Trains the model with a given DataLoader for a specified number of epochs or batches. The batch size is inferred from the data loader’s batch_size.

Parameters:
  • train_data (DataLoader) – Training data loader with data and labels.
  • val_data (DataLoader, default None) – Validation data loader with data and labels.
  • epochs (int, default None) – Number of epochs to iterate on the training data. You can only specify one and only one type of iteration(epochs or batches).
  • event_handlers (EventHandler or list of EventHandler) – List of EventHandlers to apply during training.
  • batches (int, default None) – Number of batches to iterate on the training data. You can only specify one and only one type of iteration(epochs or batches).
  • batch_axis (int, default 0) – Batch axis to split the training data into devices.
prepare_loss_and_metrics()[source]

Based on loss functions and training metrics in estimator Create metric wrappers to record loss values, Create copies of train loss/metric objects to record validation values Returns train_metrics and val_metrics

class mxnet.gluon.contrib.estimator.LoggingHandler(file_name=None, file_location=None, filemode='a', verbose=1, train_metrics=None, val_metrics=None)[source]
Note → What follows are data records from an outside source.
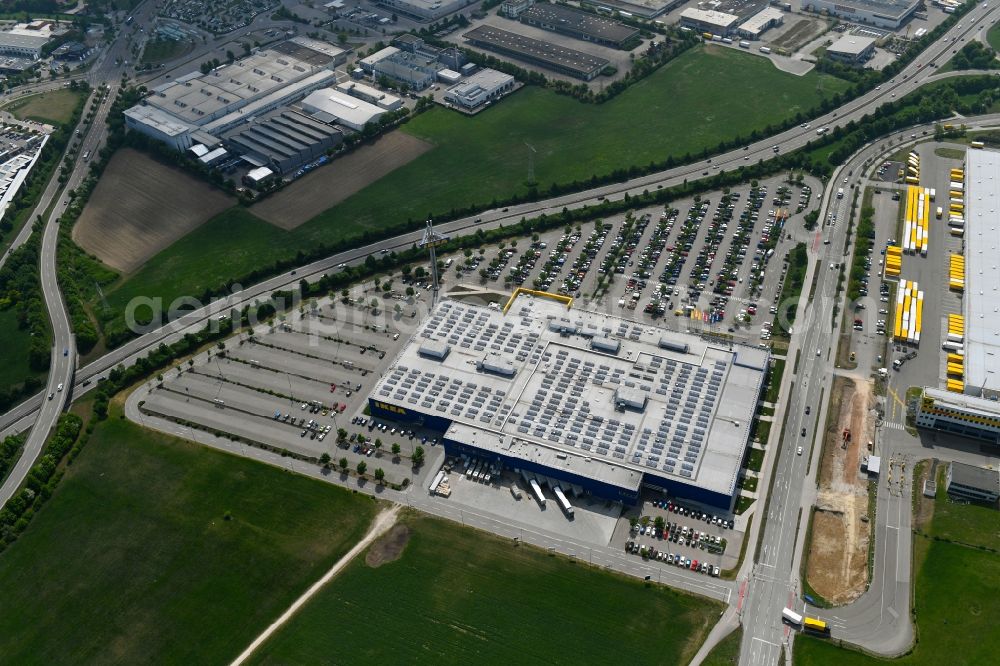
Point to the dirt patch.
(141, 206)
(326, 187)
(838, 551)
(799, 33)
(389, 547)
Basic Logging Handler that applies to every Gluon estimator by default.

LoggingHandler logs hyper-parameters, training statistics, and other useful information during training

Parameters:
  • file_name (str) – File name to save the logs.
  • file_location (str) – File location to save the logs.
  • filemode (str, default 'a') – Logging file mode, default using append mode.
  • verbose (int, default LOG_PER_EPOCH) – Limit the granularity of metrics displayed during training process. verbose=LOG_PER_EPOCH: display metrics every epoch verbose=LOG_PER_BATCH: display metrics every batch
  • train_metrics (list of EvalMetrics) – Training metrics to be logged, logged at batch end, epoch end, train end.
  • val_metrics (list of EvalMetrics) – Validation metrics to be logged, logged at epoch end, train end.
class mxnet.gluon.contrib.estimator.MetricHandler(train_metrics)[source]
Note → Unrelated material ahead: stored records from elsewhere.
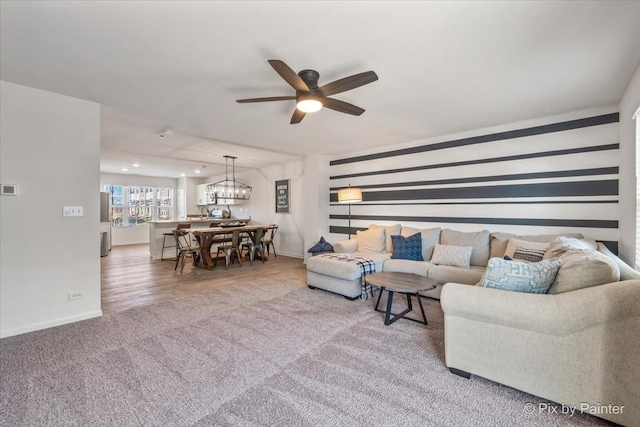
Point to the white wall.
(50, 148)
(136, 235)
(561, 175)
(316, 195)
(262, 209)
(628, 106)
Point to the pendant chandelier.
(230, 190)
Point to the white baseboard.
(291, 255)
(49, 324)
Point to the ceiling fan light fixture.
(309, 103)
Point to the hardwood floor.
(130, 278)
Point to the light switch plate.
(72, 211)
(9, 189)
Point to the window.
(136, 206)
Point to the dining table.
(212, 235)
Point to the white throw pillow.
(371, 241)
(525, 251)
(563, 244)
(391, 230)
(455, 256)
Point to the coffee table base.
(390, 317)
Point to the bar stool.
(180, 226)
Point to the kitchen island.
(158, 228)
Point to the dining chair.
(180, 226)
(230, 249)
(268, 239)
(254, 244)
(185, 248)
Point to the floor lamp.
(349, 195)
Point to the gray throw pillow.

Metric Handler that update metric values at batch end

MetricHandler takes model predictions and true labels and update the metrics, it also update metric wrapper for loss with loss values. Validation loss and metrics will be handled by ValidationHandler

Parameters:train_metrics (List of EvalMetrics) – Training metrics to be updated at batch end.
class mxnet.gluon.contrib.estimator.StoppingHandler(max_epoch=None, max_batch=None)[source]

Stop conditions to stop training Stop training if maximum number of batches or epochs reached.

Parameters:
  • max_epoch (int, default None) – Number of maximum epochs to train.
  • max_batch (int, default None) – Number of maximum batches to train.
class mxnet.gluon.contrib.estimator.ValidationHandler(val_data, eval_fn, val_metrics=None, epoch_period=1, batch_period=None)[source]

Validation Handler that evaluate model on validation dataset

ValidationHandler takes validation dataset, an evaluation function, metrics to be evaluated, and how often to run the validation. You can provide custom evaluation function or use the one provided my Estimator

Parameters:
  • val_data (DataLoader) – Validation data set to run evaluation.
  • eval_fn (function) – A function defines how to run evaluation and calculate loss and metrics.
  • val_metrics (List of EvalMetrics) – Validation metrics to be updated.
  • epoch_period (int, default 1) – How often to run validation at epoch end, by default ValidationHandler validate every epoch.
  • batch_period (int, default None) – How often to run validation at batch end, by default ValidationHandler does not validate at batch end.